From this Biblical view of the unbeliever, Oliphint unravels what this will mean for our apologetics through his “Ten Tenets” that build on the presuppositional work of Van Til et al. He works these tenets into a positive apologetic, the presentation of the Biblical worldview, and a negative apologetic that seeks, through the “Quicksand Quotient”, to reveal the ungrounded critiques of opposing worldviews. Of particular note is his masterful demonstration that what should matter to the apologist is persuasion, rather than a proof with universal scope; different people have radically different restrictions on the notion of proof. I can wholeheartedly commend so much of this approach because when I have tried to put it into practice, God has abundantly blessed these opportunities. It works.
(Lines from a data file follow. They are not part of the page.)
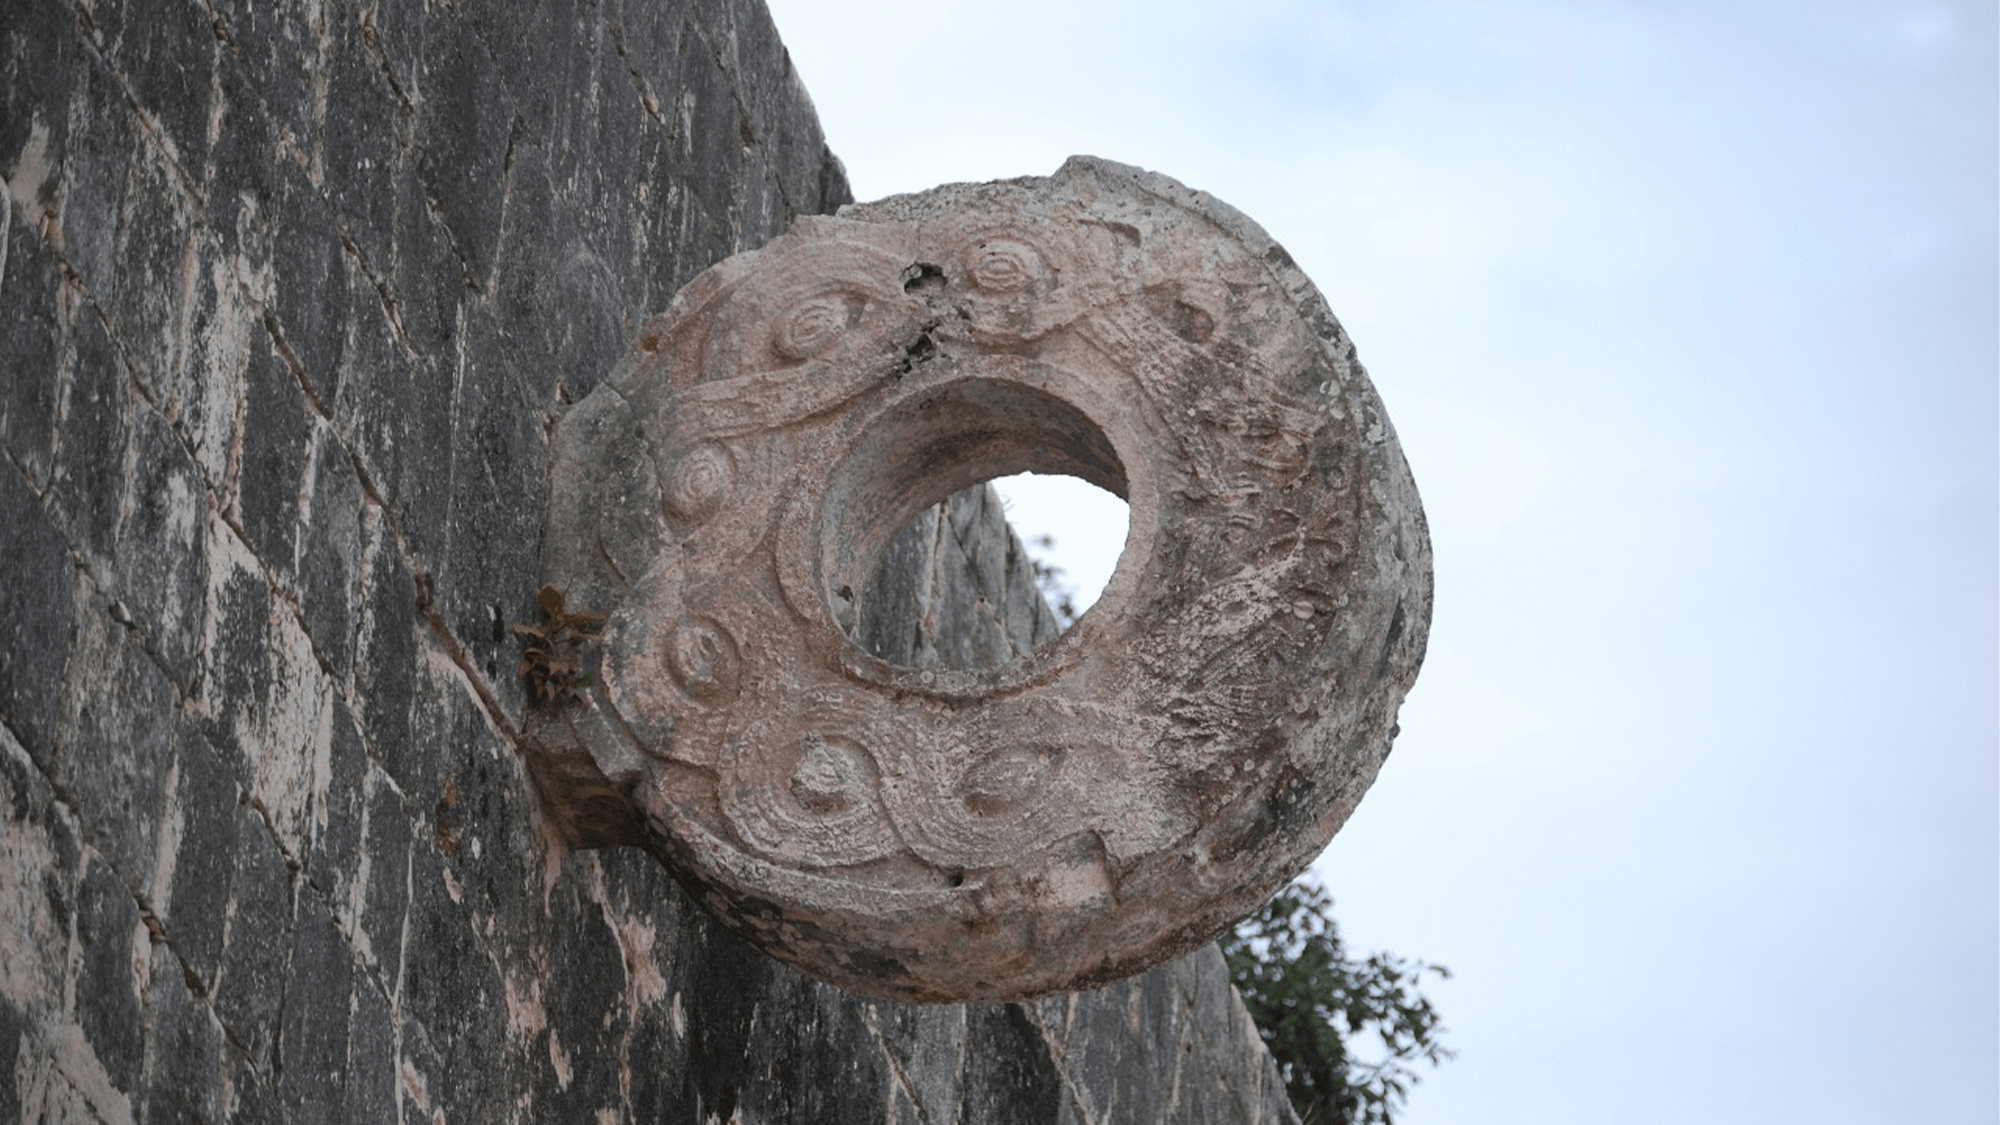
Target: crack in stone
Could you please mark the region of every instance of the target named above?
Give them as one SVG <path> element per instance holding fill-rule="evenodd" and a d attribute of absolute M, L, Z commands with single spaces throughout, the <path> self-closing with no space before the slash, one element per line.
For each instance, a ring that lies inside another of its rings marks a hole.
<path fill-rule="evenodd" d="M 402 303 L 396 297 L 395 286 L 389 283 L 386 275 L 378 272 L 369 263 L 368 255 L 361 252 L 361 246 L 355 241 L 353 232 L 347 229 L 347 223 L 341 217 L 340 210 L 331 204 L 328 205 L 328 209 L 333 215 L 333 229 L 340 234 L 341 248 L 354 258 L 354 264 L 361 270 L 361 276 L 367 278 L 369 284 L 375 287 L 375 295 L 382 302 L 382 314 L 389 322 L 390 334 L 395 336 L 396 343 L 406 356 L 414 359 L 421 355 L 415 341 L 410 339 L 409 332 L 403 328 Z"/>
<path fill-rule="evenodd" d="M 413 150 L 410 154 L 410 166 L 413 174 L 416 176 L 417 186 L 423 189 L 424 213 L 429 215 L 431 221 L 444 231 L 445 245 L 451 247 L 451 256 L 458 259 L 459 280 L 465 283 L 467 289 L 484 297 L 486 290 L 480 285 L 479 279 L 473 276 L 472 262 L 466 258 L 465 250 L 459 245 L 461 236 L 444 216 L 443 197 L 438 194 L 437 188 L 431 183 L 430 177 L 424 174 L 423 162 L 416 159 L 417 154 L 414 151 L 416 148 L 415 138 L 411 139 L 410 146 Z M 499 259 L 496 257 L 494 261 L 498 264 Z M 460 337 L 465 335 L 463 331 L 454 334 Z"/>
<path fill-rule="evenodd" d="M 77 9 L 73 10 L 87 12 L 88 5 L 79 5 Z M 173 143 L 160 128 L 159 118 L 147 112 L 146 107 L 140 104 L 139 96 L 133 91 L 132 83 L 126 78 L 125 72 L 112 65 L 111 57 L 107 53 L 108 46 L 99 42 L 102 32 L 98 29 L 96 21 L 86 19 L 85 26 L 90 29 L 90 34 L 79 37 L 77 42 L 84 50 L 90 52 L 98 66 L 103 68 L 104 73 L 110 75 L 111 79 L 118 84 L 119 93 L 125 95 L 126 108 L 131 111 L 132 116 L 139 122 L 146 140 L 158 148 L 161 162 L 173 174 L 174 179 L 180 184 L 181 190 L 186 193 L 188 200 L 194 205 L 196 210 L 201 211 L 205 215 L 207 208 L 201 191 L 195 186 L 194 177 L 182 166 L 179 156 L 174 151 Z M 211 78 L 211 89 L 213 88 L 213 83 L 217 80 L 216 78 Z"/>
<path fill-rule="evenodd" d="M 1069 993 L 1064 999 L 1068 1003 L 1068 1012 L 1073 1016 L 1076 994 Z M 1070 1104 L 1076 1106 L 1077 1116 L 1083 1119 L 1084 1125 L 1103 1125 L 1098 1115 L 1091 1112 L 1090 1103 L 1084 1101 L 1083 1091 L 1077 1084 L 1076 1076 L 1070 1073 L 1067 1034 L 1058 1036 L 1033 1001 L 1017 1003 L 1015 1006 L 1021 1010 L 1028 1023 L 1041 1033 L 1042 1042 L 1049 1049 L 1050 1061 L 1055 1064 L 1056 1077 L 1062 1082 L 1063 1093 L 1069 1096 Z M 1068 1022 L 1068 1018 L 1065 1017 L 1065 1022 Z"/>
<path fill-rule="evenodd" d="M 881 1050 L 882 1058 L 889 1064 L 889 1073 L 895 1078 L 897 1087 L 903 1091 L 903 1096 L 910 1099 L 911 1108 L 917 1111 L 917 1121 L 920 1125 L 933 1125 L 934 1119 L 931 1117 L 930 1109 L 924 1105 L 924 1099 L 917 1094 L 916 1083 L 910 1080 L 909 1071 L 904 1068 L 903 1061 L 896 1057 L 896 1052 L 890 1049 L 888 1036 L 882 1033 L 881 1019 L 875 1011 L 874 1004 L 867 1002 L 861 1004 L 861 1022 L 868 1025 L 868 1033 L 874 1037 L 875 1046 Z"/>
<path fill-rule="evenodd" d="M 333 415 L 327 410 L 326 404 L 319 400 L 319 392 L 313 389 L 312 379 L 306 374 L 305 361 L 301 360 L 299 353 L 292 348 L 292 342 L 285 338 L 284 326 L 278 320 L 277 311 L 268 307 L 262 311 L 264 331 L 270 334 L 271 345 L 277 350 L 279 358 L 285 361 L 285 367 L 291 371 L 292 377 L 298 380 L 299 391 L 305 395 L 306 405 L 312 409 L 314 417 L 331 423 Z"/>
<path fill-rule="evenodd" d="M 684 21 L 681 26 L 683 29 L 691 28 L 694 26 L 694 21 Z M 666 118 L 660 115 L 660 99 L 654 95 L 652 86 L 646 81 L 646 76 L 640 74 L 639 68 L 633 65 L 631 53 L 625 49 L 625 25 L 617 20 L 606 20 L 604 21 L 604 30 L 605 34 L 611 39 L 612 47 L 618 52 L 618 60 L 625 64 L 625 73 L 631 77 L 633 89 L 638 91 L 639 104 L 645 108 L 653 120 L 659 122 L 661 125 L 665 125 L 667 123 Z M 683 34 L 685 34 L 685 31 L 683 31 Z"/>
<path fill-rule="evenodd" d="M 4 716 L 0 716 L 0 718 L 4 718 Z M 126 881 L 125 874 L 119 871 L 117 864 L 112 861 L 110 855 L 108 855 L 103 849 L 99 848 L 95 843 L 91 842 L 90 839 L 91 833 L 85 827 L 86 821 L 82 815 L 75 794 L 71 793 L 69 791 L 69 788 L 65 786 L 60 779 L 58 779 L 55 776 L 52 776 L 47 770 L 43 769 L 41 764 L 36 762 L 34 757 L 26 752 L 26 750 L 24 749 L 24 744 L 20 741 L 19 732 L 15 731 L 11 724 L 8 725 L 7 729 L 8 733 L 13 737 L 8 740 L 5 749 L 7 750 L 7 752 L 9 752 L 10 756 L 15 758 L 17 763 L 24 763 L 26 768 L 29 771 L 31 771 L 34 774 L 34 776 L 39 777 L 42 780 L 42 783 L 49 787 L 50 797 L 53 799 L 55 805 L 57 806 L 59 812 L 64 817 L 64 819 L 69 822 L 70 831 L 75 834 L 79 846 L 83 849 L 82 855 L 80 857 L 81 863 L 77 869 L 77 875 L 76 875 L 78 884 L 79 885 L 81 884 L 85 873 L 90 869 L 92 865 L 102 864 L 107 870 L 109 870 L 112 873 L 113 876 L 112 881 L 116 883 L 120 889 L 124 890 L 125 893 L 131 897 L 134 905 L 138 908 L 140 920 L 146 926 L 146 931 L 150 943 L 165 949 L 168 955 L 173 957 L 174 963 L 180 967 L 181 980 L 187 986 L 188 991 L 193 993 L 198 1000 L 206 1000 L 207 998 L 212 996 L 215 990 L 214 985 L 211 985 L 208 982 L 203 981 L 201 979 L 201 975 L 195 972 L 194 966 L 189 964 L 187 958 L 182 956 L 180 950 L 174 947 L 173 937 L 167 931 L 165 923 L 161 921 L 158 914 L 154 911 L 152 903 L 149 902 L 144 895 L 141 895 L 137 891 L 132 890 L 132 884 Z M 239 799 L 245 796 L 240 785 L 238 786 L 238 795 Z M 270 833 L 270 826 L 268 823 L 265 825 L 265 831 L 267 834 Z M 282 854 L 283 844 L 279 842 L 275 836 L 272 836 L 272 843 L 279 848 L 280 853 Z M 224 921 L 224 929 L 223 929 L 224 948 L 227 948 L 228 945 L 229 925 L 234 918 L 235 910 L 236 910 L 235 896 L 232 894 L 230 896 L 230 902 L 226 907 L 228 916 L 225 918 Z M 334 918 L 335 918 L 335 924 L 338 925 L 339 922 L 338 916 L 334 915 Z M 74 918 L 72 918 L 71 932 L 68 935 L 68 941 L 71 943 L 72 948 L 74 948 L 75 942 L 77 940 L 74 930 L 75 930 L 75 920 Z M 287 954 L 287 956 L 289 956 L 289 953 Z M 64 972 L 65 975 L 69 975 L 70 973 L 73 972 L 73 970 L 65 968 Z M 212 1003 L 205 1003 L 204 1009 L 207 1011 L 209 1018 L 215 1021 L 216 1027 L 221 1029 L 223 1038 L 231 1046 L 235 1047 L 236 1050 L 240 1052 L 245 1058 L 253 1057 L 249 1045 L 245 1043 L 242 1035 L 237 1031 L 236 1028 L 230 1026 L 229 1022 L 222 1017 L 222 1013 L 218 1011 Z M 54 1065 L 53 1062 L 51 1065 Z"/>
<path fill-rule="evenodd" d="M 396 79 L 396 67 L 389 61 L 389 53 L 382 49 L 382 31 L 375 26 L 376 11 L 377 8 L 373 5 L 361 9 L 361 42 L 374 54 L 376 65 L 382 68 L 382 76 L 389 80 L 390 91 L 396 95 L 396 100 L 402 103 L 403 112 L 414 117 L 417 105 L 410 99 L 409 92 L 403 89 L 403 84 Z"/>
<path fill-rule="evenodd" d="M 500 292 L 500 263 L 506 257 L 508 209 L 514 202 L 514 150 L 520 144 L 527 123 L 519 116 L 507 126 L 507 152 L 500 160 L 500 213 L 493 220 L 493 262 L 484 286 L 474 286 L 480 296 Z"/>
Of course, there are problems with Covenantal Apologetics. It is too hasty in some places, there are a few philosophical glosses, and, as with all spheres of life, demarcating a nuanced view is far harder than advocating an extreme view, the latter of which Oliphint flirts with. But what is likely to be the biggest turn-off is a fascinating affair in itself. Oliphint is ungracious to the unbeliever, bordering on rude. I am intrigued by whether his ungraciousness is justified or not. On first glance, some of Covenantal Apologetics is, frankly, vicious. This is such a turn-off because it seems so intolerant. But is this simply a hangover from the secular vice-like grip on our minds? The underlying question is no less than “what does love to the unbeliever look like?” I think back to the placard that appalled me on first sight; hate speech is not telling unrepentant sinners that they are going to hell. But, on reflection, how much of my view of love has been tainted by Western “tolerance”? We are in great danger of exiling the truth in the command to speak the truth in love (Ephesians 4:15). Oliphint’s unashamed treatise of how to depend intellectually on Scripture might seem too strong because of our own sin.